Perform the new search

In [None]:
second_sweep = GridSearch(LogisticRegression(solver='liblinear', fit_intercept=True),
                   constraints=DemographicParity(),
                   grid=multiplier_df)

second_sweep.fit(dataset.X_train, dataset.y_train, sensitive_features=dataset.race_train)

Now we can do some analysis.

### Naive Analysis

We can look at our results using the zero-one loss and mean prediction metrics. These are not very useful, as we shall see:

In [None]:
sweep_naive_error = np.zeros(n_second_sweep)
sweep_naive_disparity = np.zeros(n_second_sweep)

for i in range(n_second_sweep):
    preds = second_sweep.all_results[i].predictor.predict_proba(dataset.X_test)[:,1]
    sweep_naive_error[i] = group_roc_auc_score(dataset.y_test, preds, dataset.race_test).maximum
    sweep_naive_disparity[i] = group_mean_prediction(dataset.y_test, preds, dataset.race_test).range
    
plt.scatter(sweep_naive_error, sweep_naive_disparity)
plt.xlabel("Error")
plt.ylabel("Disparity")
plt.show()

### Using Alternative Metrics

As noted above, it is better to use the `group_roc_auc_score` metric for the error, and the `group_balanced_root_mean_squared_error` for disparity. With these metrics, we find:

In [None]:
sweep_error = np.zeros(n_second_sweep)
sweep_disparity = np.zeros(n_second_sweep)

for i in range(n_second_sweep):
    preds = second_sweep.all_results[i].predictor.predict_proba(dataset.X_test)[:,1]
    sweep_error[i] = group_roc_auc_score(dataset.y_test, preds, dataset.race_test).overall
    sweep_disparity[i] = group_balanced_root_mean_squared_error(dataset.y_test, preds, dataset.race_test).range
    
plt.scatter(sweep_error, sweep_disparity)
plt.xlabel("ROC AUC Score")
plt.ylabel("Disparity")
plt.show()

We can also look at how the predictions are varying with the set of generated Lagrange multipliers.

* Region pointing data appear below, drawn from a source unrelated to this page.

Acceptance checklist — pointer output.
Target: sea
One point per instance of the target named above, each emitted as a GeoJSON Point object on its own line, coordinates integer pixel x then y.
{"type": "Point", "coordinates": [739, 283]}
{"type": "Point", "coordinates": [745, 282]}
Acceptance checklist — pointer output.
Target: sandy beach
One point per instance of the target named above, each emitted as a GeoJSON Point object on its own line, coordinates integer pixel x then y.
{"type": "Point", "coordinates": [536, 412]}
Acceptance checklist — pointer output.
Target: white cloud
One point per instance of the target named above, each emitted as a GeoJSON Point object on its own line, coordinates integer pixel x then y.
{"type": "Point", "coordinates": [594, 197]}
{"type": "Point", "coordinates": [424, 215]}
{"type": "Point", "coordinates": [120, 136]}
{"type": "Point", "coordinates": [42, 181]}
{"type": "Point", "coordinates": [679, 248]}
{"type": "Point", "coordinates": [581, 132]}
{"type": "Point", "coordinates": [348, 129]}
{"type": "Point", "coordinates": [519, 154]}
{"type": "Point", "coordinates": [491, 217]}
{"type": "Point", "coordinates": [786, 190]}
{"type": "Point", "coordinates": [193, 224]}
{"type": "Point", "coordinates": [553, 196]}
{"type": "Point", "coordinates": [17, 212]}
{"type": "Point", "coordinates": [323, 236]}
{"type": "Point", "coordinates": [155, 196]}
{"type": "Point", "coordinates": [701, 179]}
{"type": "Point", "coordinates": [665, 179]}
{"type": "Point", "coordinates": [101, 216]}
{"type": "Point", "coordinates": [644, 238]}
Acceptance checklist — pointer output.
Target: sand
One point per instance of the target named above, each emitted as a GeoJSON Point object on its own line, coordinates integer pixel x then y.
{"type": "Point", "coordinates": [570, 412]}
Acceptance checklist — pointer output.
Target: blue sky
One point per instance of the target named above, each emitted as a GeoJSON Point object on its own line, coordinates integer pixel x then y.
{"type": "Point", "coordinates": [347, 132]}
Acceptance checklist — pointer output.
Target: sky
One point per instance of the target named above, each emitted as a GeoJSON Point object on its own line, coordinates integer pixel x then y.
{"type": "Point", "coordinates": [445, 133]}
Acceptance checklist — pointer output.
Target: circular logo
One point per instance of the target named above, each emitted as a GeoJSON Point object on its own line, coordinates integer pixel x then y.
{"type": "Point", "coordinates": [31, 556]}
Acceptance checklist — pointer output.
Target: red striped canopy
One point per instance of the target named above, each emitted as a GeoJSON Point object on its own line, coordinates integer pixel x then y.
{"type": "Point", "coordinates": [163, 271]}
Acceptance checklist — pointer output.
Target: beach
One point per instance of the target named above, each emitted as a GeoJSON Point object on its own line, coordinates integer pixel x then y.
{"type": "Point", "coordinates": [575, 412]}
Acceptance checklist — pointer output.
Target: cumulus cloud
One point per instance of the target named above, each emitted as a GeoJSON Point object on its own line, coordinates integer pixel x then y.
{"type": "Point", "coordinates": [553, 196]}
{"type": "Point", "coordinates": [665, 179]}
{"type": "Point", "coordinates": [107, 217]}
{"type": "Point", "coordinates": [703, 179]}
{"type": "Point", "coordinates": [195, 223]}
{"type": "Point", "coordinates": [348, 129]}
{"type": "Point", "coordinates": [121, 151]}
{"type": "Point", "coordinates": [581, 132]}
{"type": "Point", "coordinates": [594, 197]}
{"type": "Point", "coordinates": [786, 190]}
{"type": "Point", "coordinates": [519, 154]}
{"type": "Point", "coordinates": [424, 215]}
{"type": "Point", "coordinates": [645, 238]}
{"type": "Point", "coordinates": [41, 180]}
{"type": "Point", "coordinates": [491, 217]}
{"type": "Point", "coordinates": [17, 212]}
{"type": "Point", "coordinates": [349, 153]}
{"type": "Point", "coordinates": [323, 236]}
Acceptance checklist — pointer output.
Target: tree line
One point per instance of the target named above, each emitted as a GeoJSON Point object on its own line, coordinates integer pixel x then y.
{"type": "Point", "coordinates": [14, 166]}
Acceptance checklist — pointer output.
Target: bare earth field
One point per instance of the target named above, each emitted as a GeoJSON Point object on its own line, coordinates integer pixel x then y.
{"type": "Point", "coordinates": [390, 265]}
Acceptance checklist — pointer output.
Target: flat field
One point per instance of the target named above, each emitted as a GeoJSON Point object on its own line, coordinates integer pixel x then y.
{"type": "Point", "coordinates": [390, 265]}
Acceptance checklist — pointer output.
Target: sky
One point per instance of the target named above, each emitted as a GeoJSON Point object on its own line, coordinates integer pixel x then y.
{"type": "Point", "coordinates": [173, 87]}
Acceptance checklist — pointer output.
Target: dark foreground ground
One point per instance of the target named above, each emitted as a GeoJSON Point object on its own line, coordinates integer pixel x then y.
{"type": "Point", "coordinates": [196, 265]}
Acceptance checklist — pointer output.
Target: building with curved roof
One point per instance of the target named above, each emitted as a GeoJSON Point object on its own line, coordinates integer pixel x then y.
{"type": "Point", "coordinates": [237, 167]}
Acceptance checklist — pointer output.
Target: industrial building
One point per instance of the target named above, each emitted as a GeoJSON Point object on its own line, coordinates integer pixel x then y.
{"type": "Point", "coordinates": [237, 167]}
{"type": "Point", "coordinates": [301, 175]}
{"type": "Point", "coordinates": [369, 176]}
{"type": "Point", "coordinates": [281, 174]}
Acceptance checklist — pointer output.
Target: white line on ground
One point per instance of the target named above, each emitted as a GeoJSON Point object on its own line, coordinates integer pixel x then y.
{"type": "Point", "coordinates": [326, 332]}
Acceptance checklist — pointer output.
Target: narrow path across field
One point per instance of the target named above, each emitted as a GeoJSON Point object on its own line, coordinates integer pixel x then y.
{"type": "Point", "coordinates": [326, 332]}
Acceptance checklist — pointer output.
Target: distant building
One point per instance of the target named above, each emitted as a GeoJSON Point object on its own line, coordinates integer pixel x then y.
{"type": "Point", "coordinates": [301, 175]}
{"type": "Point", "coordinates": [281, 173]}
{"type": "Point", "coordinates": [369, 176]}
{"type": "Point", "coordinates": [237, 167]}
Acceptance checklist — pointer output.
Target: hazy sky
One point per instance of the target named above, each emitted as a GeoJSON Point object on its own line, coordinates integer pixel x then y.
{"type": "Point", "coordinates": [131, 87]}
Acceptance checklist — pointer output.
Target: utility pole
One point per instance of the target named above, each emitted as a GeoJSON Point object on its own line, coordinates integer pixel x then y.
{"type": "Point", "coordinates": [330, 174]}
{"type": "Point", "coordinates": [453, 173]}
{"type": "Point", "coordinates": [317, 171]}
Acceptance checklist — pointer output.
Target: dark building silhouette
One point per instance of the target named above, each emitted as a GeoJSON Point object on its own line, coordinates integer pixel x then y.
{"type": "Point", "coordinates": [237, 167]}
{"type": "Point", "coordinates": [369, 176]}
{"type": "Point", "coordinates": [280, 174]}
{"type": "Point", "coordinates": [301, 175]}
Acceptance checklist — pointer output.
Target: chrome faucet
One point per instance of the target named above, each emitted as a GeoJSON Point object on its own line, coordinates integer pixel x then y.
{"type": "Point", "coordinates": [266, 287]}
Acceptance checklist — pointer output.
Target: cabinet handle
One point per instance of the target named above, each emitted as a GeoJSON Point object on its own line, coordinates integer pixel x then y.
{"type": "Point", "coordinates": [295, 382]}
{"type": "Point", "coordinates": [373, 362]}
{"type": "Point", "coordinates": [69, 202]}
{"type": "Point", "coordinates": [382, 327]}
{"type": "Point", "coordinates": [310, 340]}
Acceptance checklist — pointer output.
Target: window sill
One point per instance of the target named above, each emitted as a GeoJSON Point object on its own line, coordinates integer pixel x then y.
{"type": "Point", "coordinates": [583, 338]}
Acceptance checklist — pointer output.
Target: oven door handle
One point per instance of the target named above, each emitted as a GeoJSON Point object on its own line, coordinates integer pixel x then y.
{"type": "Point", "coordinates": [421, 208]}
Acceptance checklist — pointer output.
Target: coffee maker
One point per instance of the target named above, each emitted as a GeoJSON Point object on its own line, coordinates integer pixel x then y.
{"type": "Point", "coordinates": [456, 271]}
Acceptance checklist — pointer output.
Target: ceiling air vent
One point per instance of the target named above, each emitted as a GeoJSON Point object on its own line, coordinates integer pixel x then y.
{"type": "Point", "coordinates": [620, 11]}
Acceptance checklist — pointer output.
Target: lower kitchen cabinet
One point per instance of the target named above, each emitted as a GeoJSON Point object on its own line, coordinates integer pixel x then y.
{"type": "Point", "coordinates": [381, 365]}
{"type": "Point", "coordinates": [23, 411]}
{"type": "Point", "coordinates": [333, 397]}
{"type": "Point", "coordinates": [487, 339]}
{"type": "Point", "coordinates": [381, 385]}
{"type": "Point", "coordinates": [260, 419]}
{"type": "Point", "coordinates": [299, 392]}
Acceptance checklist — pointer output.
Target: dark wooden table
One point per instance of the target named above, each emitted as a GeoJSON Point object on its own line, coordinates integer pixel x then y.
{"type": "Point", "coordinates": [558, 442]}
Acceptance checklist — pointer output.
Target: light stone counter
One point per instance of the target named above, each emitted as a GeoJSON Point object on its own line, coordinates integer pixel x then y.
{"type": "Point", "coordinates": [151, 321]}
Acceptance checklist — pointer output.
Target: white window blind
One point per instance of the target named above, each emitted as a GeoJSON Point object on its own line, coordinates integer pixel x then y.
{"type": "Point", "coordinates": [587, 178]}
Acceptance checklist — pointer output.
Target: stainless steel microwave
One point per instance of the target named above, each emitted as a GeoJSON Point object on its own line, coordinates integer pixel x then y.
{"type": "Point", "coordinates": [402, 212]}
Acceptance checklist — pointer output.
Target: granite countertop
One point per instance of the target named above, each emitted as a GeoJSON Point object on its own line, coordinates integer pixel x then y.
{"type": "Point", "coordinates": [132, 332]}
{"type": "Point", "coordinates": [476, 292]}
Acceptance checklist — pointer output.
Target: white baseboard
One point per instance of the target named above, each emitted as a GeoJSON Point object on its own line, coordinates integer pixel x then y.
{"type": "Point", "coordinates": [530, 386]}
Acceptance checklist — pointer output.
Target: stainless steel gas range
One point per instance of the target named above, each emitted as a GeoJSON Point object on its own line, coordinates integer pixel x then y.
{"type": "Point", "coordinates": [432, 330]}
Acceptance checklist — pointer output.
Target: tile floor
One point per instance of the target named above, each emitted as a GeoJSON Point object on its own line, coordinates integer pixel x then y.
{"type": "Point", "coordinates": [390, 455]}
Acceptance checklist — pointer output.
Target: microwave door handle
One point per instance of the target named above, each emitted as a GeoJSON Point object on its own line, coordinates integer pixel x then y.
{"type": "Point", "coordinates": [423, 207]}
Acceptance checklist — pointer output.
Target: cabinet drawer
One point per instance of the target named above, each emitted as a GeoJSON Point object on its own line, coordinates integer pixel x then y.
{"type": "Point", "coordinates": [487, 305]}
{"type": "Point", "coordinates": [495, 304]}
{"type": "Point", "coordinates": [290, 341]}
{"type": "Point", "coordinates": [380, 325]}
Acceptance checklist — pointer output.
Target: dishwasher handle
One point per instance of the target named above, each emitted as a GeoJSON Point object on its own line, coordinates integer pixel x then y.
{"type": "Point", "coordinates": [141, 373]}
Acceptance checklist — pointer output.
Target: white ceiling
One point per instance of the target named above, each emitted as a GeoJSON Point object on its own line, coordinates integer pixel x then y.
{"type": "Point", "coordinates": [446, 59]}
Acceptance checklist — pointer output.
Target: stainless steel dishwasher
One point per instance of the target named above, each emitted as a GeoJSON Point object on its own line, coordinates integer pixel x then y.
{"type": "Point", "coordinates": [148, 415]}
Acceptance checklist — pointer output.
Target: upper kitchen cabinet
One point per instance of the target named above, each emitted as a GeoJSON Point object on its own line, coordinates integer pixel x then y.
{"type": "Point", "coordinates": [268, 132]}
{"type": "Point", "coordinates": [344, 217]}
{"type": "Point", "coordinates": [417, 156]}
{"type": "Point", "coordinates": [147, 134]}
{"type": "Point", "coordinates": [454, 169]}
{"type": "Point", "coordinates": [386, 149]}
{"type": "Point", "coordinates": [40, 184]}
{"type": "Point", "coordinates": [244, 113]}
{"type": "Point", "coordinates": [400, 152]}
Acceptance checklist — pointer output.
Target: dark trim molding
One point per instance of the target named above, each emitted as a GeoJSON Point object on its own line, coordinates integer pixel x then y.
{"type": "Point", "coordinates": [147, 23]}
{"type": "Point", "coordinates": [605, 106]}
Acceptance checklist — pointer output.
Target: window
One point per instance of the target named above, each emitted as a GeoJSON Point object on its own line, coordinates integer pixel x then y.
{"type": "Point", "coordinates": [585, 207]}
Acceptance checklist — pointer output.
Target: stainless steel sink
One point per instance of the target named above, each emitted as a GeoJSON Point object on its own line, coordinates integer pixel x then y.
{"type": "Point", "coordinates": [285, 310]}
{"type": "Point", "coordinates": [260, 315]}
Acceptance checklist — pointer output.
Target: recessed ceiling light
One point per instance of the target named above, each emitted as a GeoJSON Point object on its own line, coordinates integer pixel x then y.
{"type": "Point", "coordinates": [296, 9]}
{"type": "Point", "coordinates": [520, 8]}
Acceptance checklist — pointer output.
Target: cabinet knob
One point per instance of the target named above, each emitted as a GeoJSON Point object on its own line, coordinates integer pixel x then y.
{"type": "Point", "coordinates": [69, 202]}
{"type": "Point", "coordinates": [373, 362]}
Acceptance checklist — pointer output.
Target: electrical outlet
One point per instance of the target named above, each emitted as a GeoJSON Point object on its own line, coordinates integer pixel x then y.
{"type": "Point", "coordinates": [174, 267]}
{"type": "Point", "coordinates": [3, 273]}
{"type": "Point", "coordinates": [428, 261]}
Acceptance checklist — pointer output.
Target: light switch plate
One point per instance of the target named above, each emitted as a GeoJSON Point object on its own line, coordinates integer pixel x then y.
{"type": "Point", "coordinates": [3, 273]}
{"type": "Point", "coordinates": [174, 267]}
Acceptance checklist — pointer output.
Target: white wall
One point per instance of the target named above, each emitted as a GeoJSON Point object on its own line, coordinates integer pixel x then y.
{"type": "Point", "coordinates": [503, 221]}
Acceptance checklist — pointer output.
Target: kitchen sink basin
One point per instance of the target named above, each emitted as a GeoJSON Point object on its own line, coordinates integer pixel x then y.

What we see is that we are gradually moving to predict that all students pass the bar.

In [None]:
mean_predictions = [group_mean_prediction(dataset.y_test, x.predictor.predict_proba(dataset.X_test)[:,1], dataset.race_test)
                   for x in second_sweep.all_results]

for r in ['black', 'white']:
    plt.scatter(second_sweep_multipliers, [x.by_group[r] for x in mean_predictions], label=r)
plt.xlabel("Multiplier")
plt.ylabel("Opportunity")
plt.legend()
plt.show()